Note names are used to classify the pitches in the chromatic scale. Note names consist of a base name and 0 or more accidentals. The base names of a note correspond to the white keys on a piano—in any one given octave there are the following names: \(C\), \(D\), \(E\), \(F\), \(G\), \(A\), and \(B\). A base note name can optionally be decorated with an indefinite number of sharps (\(\sharp\)) or flats (\(\flat\)), but not both, in the note name.
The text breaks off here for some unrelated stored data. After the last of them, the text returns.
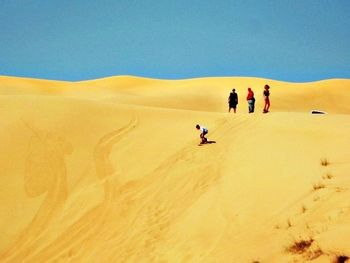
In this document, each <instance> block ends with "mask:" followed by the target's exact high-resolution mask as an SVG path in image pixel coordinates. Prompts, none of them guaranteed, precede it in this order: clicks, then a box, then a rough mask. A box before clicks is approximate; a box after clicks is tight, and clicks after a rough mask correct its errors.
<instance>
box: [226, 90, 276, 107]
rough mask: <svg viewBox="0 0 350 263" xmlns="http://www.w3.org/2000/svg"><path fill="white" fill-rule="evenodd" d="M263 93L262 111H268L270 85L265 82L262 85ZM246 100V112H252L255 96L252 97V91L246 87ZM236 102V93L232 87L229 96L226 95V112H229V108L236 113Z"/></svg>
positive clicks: (234, 90)
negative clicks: (227, 110) (264, 100)
mask: <svg viewBox="0 0 350 263" xmlns="http://www.w3.org/2000/svg"><path fill="white" fill-rule="evenodd" d="M263 95H264V100H265V105H264V110H263V113H268V112H269V109H270V86H269V85H267V84H266V85H265V87H264V92H263ZM247 102H248V112H249V113H253V112H254V110H255V97H254V92H253V90H252V89H251V88H248V95H247ZM237 104H238V95H237V93H236V90H235V89H233V90H232V92H231V93H230V96H229V97H228V112H230V111H231V109H233V112H234V113H236V109H237Z"/></svg>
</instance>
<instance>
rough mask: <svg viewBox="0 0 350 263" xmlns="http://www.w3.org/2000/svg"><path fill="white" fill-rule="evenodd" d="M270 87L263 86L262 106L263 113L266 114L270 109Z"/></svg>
mask: <svg viewBox="0 0 350 263" xmlns="http://www.w3.org/2000/svg"><path fill="white" fill-rule="evenodd" d="M269 89H270V86H269V85H267V84H266V85H265V87H264V100H265V106H264V111H263V113H268V112H269V109H270V98H269V97H270V90H269Z"/></svg>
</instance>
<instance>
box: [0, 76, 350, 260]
mask: <svg viewBox="0 0 350 263" xmlns="http://www.w3.org/2000/svg"><path fill="white" fill-rule="evenodd" d="M265 84H269V85H270V86H271V89H270V91H271V112H270V113H268V114H262V108H263V98H262V92H263V87H264V85H265ZM247 87H251V88H252V89H253V91H254V92H255V96H256V99H257V103H256V112H255V113H254V114H248V113H247V111H248V109H247V103H246V101H245V96H246V90H247ZM232 88H235V89H236V91H237V92H238V95H239V104H238V111H237V114H233V113H230V114H229V113H228V112H227V110H228V109H227V97H228V95H229V92H230V91H231V89H232ZM313 109H319V110H323V111H326V112H328V114H327V115H312V114H310V111H311V110H313ZM0 115H1V117H0V118H1V122H0V145H1V148H0V167H1V176H0V180H1V181H0V188H1V189H0V205H1V212H0V217H1V220H0V233H1V237H0V262H3V263H5V262H6V263H7V262H33V263H37V262H279V263H280V262H342V260H346V259H347V257H350V147H349V146H350V80H344V79H333V80H325V81H319V82H312V83H286V82H280V81H274V80H267V79H258V78H202V79H189V80H172V81H170V80H154V79H145V78H137V77H129V76H120V77H111V78H104V79H98V80H91V81H82V82H59V81H48V80H36V79H25V78H15V77H5V76H4V77H0ZM197 123H198V124H203V125H205V126H206V127H207V128H209V134H208V138H209V139H210V140H214V141H216V143H215V144H210V145H204V146H200V147H199V146H198V143H199V141H200V139H199V132H198V131H197V130H196V129H195V125H196V124H197Z"/></svg>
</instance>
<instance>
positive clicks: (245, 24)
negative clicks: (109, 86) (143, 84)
mask: <svg viewBox="0 0 350 263" xmlns="http://www.w3.org/2000/svg"><path fill="white" fill-rule="evenodd" d="M0 75H10V76H24V77H34V78H45V79H56V80H73V81H75V80H85V79H95V78H101V77H106V76H113V75H137V76H145V77H153V78H167V79H179V78H192V77H205V76H255V77H266V78H272V79H278V80H285V81H296V82H303V81H312V80H319V79H327V78H350V1H349V0H159V1H157V0H153V1H151V0H98V1H97V0H94V1H93V0H41V1H39V0H1V1H0Z"/></svg>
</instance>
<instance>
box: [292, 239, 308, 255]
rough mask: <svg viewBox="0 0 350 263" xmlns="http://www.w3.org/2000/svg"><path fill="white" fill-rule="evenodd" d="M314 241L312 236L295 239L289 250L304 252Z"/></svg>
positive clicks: (293, 252)
mask: <svg viewBox="0 0 350 263" xmlns="http://www.w3.org/2000/svg"><path fill="white" fill-rule="evenodd" d="M312 242H314V240H313V239H312V238H310V239H308V240H299V241H295V242H294V244H293V245H291V246H290V247H289V248H288V249H287V250H288V251H289V252H291V253H295V254H302V253H304V252H305V251H306V250H307V249H308V248H309V247H310V246H311V244H312Z"/></svg>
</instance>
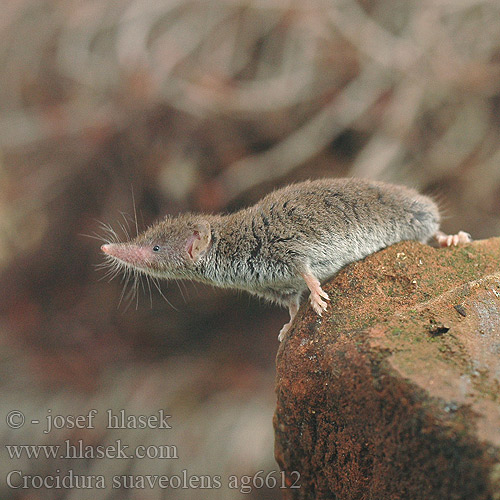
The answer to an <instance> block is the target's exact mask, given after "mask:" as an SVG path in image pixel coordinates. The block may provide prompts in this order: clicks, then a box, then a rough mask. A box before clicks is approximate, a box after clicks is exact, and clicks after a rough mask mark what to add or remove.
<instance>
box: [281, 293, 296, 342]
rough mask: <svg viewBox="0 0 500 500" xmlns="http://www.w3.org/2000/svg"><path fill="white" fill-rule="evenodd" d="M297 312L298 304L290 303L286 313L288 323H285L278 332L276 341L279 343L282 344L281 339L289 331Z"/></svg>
mask: <svg viewBox="0 0 500 500" xmlns="http://www.w3.org/2000/svg"><path fill="white" fill-rule="evenodd" d="M298 310H299V303H298V301H297V302H292V303H291V304H290V305H289V306H288V312H289V313H290V321H289V322H288V323H285V324H284V325H283V328H282V329H281V330H280V334H279V335H278V340H279V341H280V342H283V339H284V338H285V335H286V334H287V332H288V330H290V327H291V326H292V322H293V319H294V318H295V316H296V315H297V311H298Z"/></svg>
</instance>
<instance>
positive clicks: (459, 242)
mask: <svg viewBox="0 0 500 500" xmlns="http://www.w3.org/2000/svg"><path fill="white" fill-rule="evenodd" d="M434 238H436V241H437V242H438V244H439V246H440V247H451V246H452V245H453V246H458V245H464V244H465V243H470V242H471V241H472V238H471V236H470V234H469V233H466V232H465V231H459V232H458V233H457V234H445V233H443V232H442V231H438V232H437V233H436V234H435V235H434Z"/></svg>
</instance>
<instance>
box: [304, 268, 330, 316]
mask: <svg viewBox="0 0 500 500" xmlns="http://www.w3.org/2000/svg"><path fill="white" fill-rule="evenodd" d="M302 277H303V278H304V281H305V282H306V284H307V286H308V287H309V290H310V291H311V296H310V297H309V300H310V301H311V305H312V307H313V309H314V310H315V311H316V313H317V314H318V315H319V316H322V315H323V311H326V308H327V307H328V304H327V303H326V302H325V301H324V300H323V299H325V300H330V297H329V296H328V294H327V293H326V292H325V291H324V290H323V289H322V288H321V284H320V282H319V280H318V279H317V278H316V277H315V276H313V275H312V274H310V273H303V274H302Z"/></svg>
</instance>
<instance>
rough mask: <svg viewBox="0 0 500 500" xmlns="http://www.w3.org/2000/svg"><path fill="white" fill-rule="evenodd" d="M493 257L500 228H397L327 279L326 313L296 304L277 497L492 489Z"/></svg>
mask: <svg viewBox="0 0 500 500" xmlns="http://www.w3.org/2000/svg"><path fill="white" fill-rule="evenodd" d="M499 262H500V238H494V239H490V240H484V241H477V242H474V243H472V244H470V245H467V246H465V247H459V248H448V249H435V248H432V247H429V246H426V245H421V244H419V243H415V242H403V243H399V244H397V245H394V246H392V247H390V248H387V249H385V250H383V251H381V252H378V253H376V254H374V255H371V256H369V257H368V258H366V259H365V260H363V261H360V262H356V263H354V264H352V265H350V266H348V267H346V268H345V269H343V270H342V271H341V272H340V273H338V274H337V275H336V276H335V277H334V278H333V279H332V280H330V281H329V282H328V283H327V284H326V285H325V286H324V289H325V290H326V292H327V293H328V294H329V295H330V298H331V302H330V306H329V307H328V310H327V312H326V313H325V314H324V316H323V318H319V317H318V316H317V315H316V314H315V313H314V311H312V309H311V308H310V307H309V306H308V305H303V306H302V308H301V310H300V312H299V314H298V315H297V318H296V321H295V323H294V325H293V326H292V328H291V329H290V331H289V332H288V334H287V336H286V338H285V339H284V341H283V342H282V344H281V346H280V348H279V351H278V356H277V377H276V388H277V396H278V403H277V409H276V413H275V418H274V425H275V433H276V459H277V461H278V463H279V464H280V466H281V468H282V469H283V470H284V471H285V473H286V477H287V478H288V479H289V481H288V484H289V485H292V484H294V483H295V486H298V485H299V484H300V488H288V489H286V490H284V495H285V498H287V499H311V500H312V499H315V500H322V499H335V500H344V499H346V500H347V499H349V500H350V499H360V500H363V499H366V500H368V499H370V500H390V499H401V500H403V499H405V500H406V499H411V500H419V499H422V500H424V499H425V500H432V499H436V500H437V499H440V500H441V499H444V498H446V499H464V500H465V499H467V500H480V499H481V500H491V499H493V500H498V499H500V265H499ZM457 304H459V305H460V310H459V309H457V308H456V305H457ZM457 312H458V313H459V314H457ZM463 312H466V314H463ZM299 475H300V479H299V481H298V482H297V481H296V479H297V477H298V476H299Z"/></svg>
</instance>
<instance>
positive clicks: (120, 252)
mask: <svg viewBox="0 0 500 500" xmlns="http://www.w3.org/2000/svg"><path fill="white" fill-rule="evenodd" d="M101 250H102V251H103V252H104V253H105V254H107V255H109V256H111V257H114V258H115V259H120V260H121V261H123V262H126V263H127V264H132V265H134V266H139V267H142V266H144V265H145V264H146V263H147V260H148V258H149V257H151V250H150V249H149V248H147V247H141V246H139V245H131V244H129V243H106V244H105V245H102V246H101Z"/></svg>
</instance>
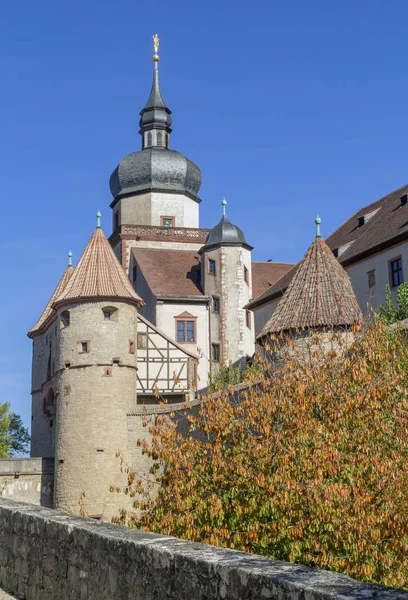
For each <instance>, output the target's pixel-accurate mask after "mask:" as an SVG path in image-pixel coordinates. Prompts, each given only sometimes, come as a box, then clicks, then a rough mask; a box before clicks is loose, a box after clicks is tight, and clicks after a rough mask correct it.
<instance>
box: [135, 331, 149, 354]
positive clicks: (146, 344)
mask: <svg viewBox="0 0 408 600" xmlns="http://www.w3.org/2000/svg"><path fill="white" fill-rule="evenodd" d="M137 347H138V348H139V350H145V349H146V348H147V335H146V334H145V333H138V334H137Z"/></svg>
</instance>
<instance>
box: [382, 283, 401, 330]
mask: <svg viewBox="0 0 408 600" xmlns="http://www.w3.org/2000/svg"><path fill="white" fill-rule="evenodd" d="M396 301H397V306H395V305H394V302H393V299H392V294H391V288H390V286H389V285H388V284H387V285H386V286H385V302H384V304H382V305H381V306H379V307H378V309H377V314H378V315H379V316H380V319H381V320H382V321H384V322H385V323H387V324H388V325H391V324H392V323H396V322H397V321H403V320H404V319H408V283H406V282H404V283H401V285H400V286H399V287H398V290H397V298H396Z"/></svg>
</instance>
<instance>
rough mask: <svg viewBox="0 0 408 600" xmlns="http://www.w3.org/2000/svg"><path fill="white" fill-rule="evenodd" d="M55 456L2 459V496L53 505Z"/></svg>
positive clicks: (46, 504)
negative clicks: (40, 457)
mask: <svg viewBox="0 0 408 600" xmlns="http://www.w3.org/2000/svg"><path fill="white" fill-rule="evenodd" d="M53 481H54V459H53V458H2V459H0V497H1V498H7V499H9V500H15V501H17V502H30V503H32V504H38V505H42V506H48V507H50V508H51V507H52V496H53Z"/></svg>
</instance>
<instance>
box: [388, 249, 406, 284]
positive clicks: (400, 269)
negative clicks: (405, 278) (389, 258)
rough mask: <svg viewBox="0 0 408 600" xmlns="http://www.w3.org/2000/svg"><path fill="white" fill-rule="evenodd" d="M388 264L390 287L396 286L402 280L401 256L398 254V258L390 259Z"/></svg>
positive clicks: (403, 279) (401, 281)
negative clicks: (388, 264)
mask: <svg viewBox="0 0 408 600" xmlns="http://www.w3.org/2000/svg"><path fill="white" fill-rule="evenodd" d="M389 265H390V279H391V287H397V286H399V285H400V284H401V283H402V282H403V281H404V277H403V274H402V258H401V256H399V257H398V258H394V260H390V263H389Z"/></svg>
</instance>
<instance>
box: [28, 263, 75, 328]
mask: <svg viewBox="0 0 408 600" xmlns="http://www.w3.org/2000/svg"><path fill="white" fill-rule="evenodd" d="M73 272H74V269H73V268H72V252H69V253H68V266H67V268H66V269H65V271H64V273H63V275H62V277H61V279H60V280H59V282H58V285H57V287H56V288H55V290H54V292H53V293H52V296H51V298H50V299H49V300H48V303H47V305H46V307H45V308H44V310H43V312H42V314H41V316H40V318H39V319H38V321H37V323H36V324H35V325H34V327H33V328H32V329H30V331H29V332H28V333H27V335H28V337H29V338H33V337H34V336H35V335H36V334H37V333H41V332H42V331H44V330H45V329H46V328H47V326H48V324H49V323H50V322H51V321H52V319H53V317H54V316H55V311H54V309H53V308H52V306H53V304H54V302H55V300H56V299H57V298H58V296H60V294H62V292H63V291H64V290H65V288H66V287H67V284H68V282H69V280H70V279H71V276H72V273H73Z"/></svg>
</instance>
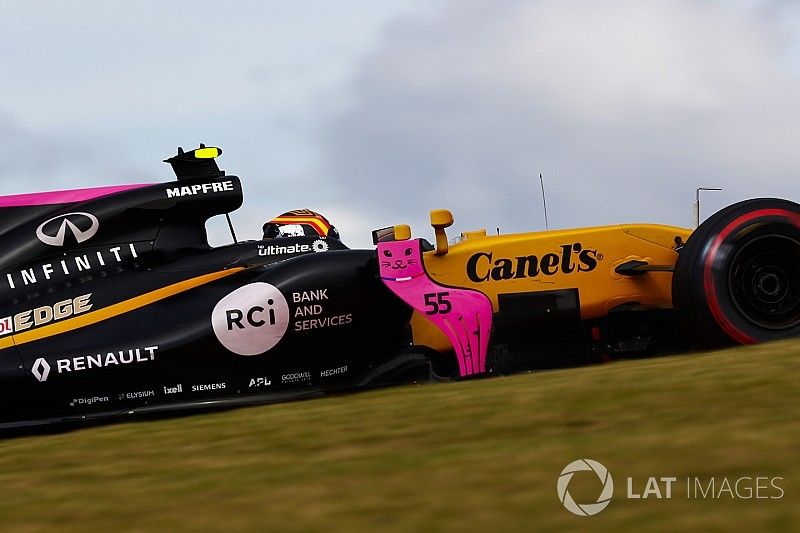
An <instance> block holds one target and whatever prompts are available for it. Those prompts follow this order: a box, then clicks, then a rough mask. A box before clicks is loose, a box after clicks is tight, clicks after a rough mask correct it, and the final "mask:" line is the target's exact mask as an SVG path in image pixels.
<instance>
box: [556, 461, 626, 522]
mask: <svg viewBox="0 0 800 533" xmlns="http://www.w3.org/2000/svg"><path fill="white" fill-rule="evenodd" d="M583 471H591V472H594V473H595V474H597V478H598V479H599V480H600V483H602V484H603V489H602V491H601V492H600V496H598V497H597V501H596V502H594V503H577V502H576V501H575V500H573V499H572V495H571V494H570V493H569V490H567V489H568V487H569V482H570V481H572V476H574V475H575V473H576V472H583ZM557 489H558V499H559V500H561V503H562V504H564V507H566V509H567V511H569V512H571V513H573V514H576V515H578V516H592V515H596V514H597V513H599V512H600V511H602V510H603V509H605V508H606V507H608V504H609V503H611V497H612V496H613V495H614V480H613V478H612V477H611V473H610V472H609V471H608V469H607V468H606V467H605V466H603V465H602V464H600V463H598V462H597V461H594V460H592V459H578V460H577V461H572V462H571V463H570V464H568V465H567V466H565V467H564V470H562V471H561V475H559V476H558V485H557Z"/></svg>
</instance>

This can be illustrated with the following context-free grammar (figure \ref{fig:cfgnote}):

\[\begin{aligned} NoteName &\to BaseNote \mid BaseNote\ SharpAccidentals \mid BaseNote\ FlatAccidentals \\ BaseNote &\to \mathbf{C} \mid \mathbf{D} \mid \mathbf{E} \mid \mathbf{F} \mid \mathbf{G} \mid \mathbf{A} \mid \mathbf{B} \\ SharpAccidentals &\to \bm{\textit{\#}}\ SharpAccidentals \mid \bm{\textit{\#}} \\ FlatAccidentals &\to \bm{b}\ FlatAccidentals \mid \bm{b}\end{aligned}\]

\label{fig:cfgnote}

Sharps and flats are referred to as accidentals. Each additional (\(\#\)) increases the pitch to which the note name refers by 1 semitone; likewise, each (\(b\)) decreases the pitch by 1 semitone. The black keys on the piano represent pitches 1 semitone in between the surrounding white keys. Each white key is either 1 semitone or 2 semitones apart, depending on if a black key is in the middle. For instance, \(C\) and \(D\) are 2 semitones apart since there is a black key in between them, whereas \(E\) and \(F\) are 1 semitone apart. See figure \ref{fig:piano}.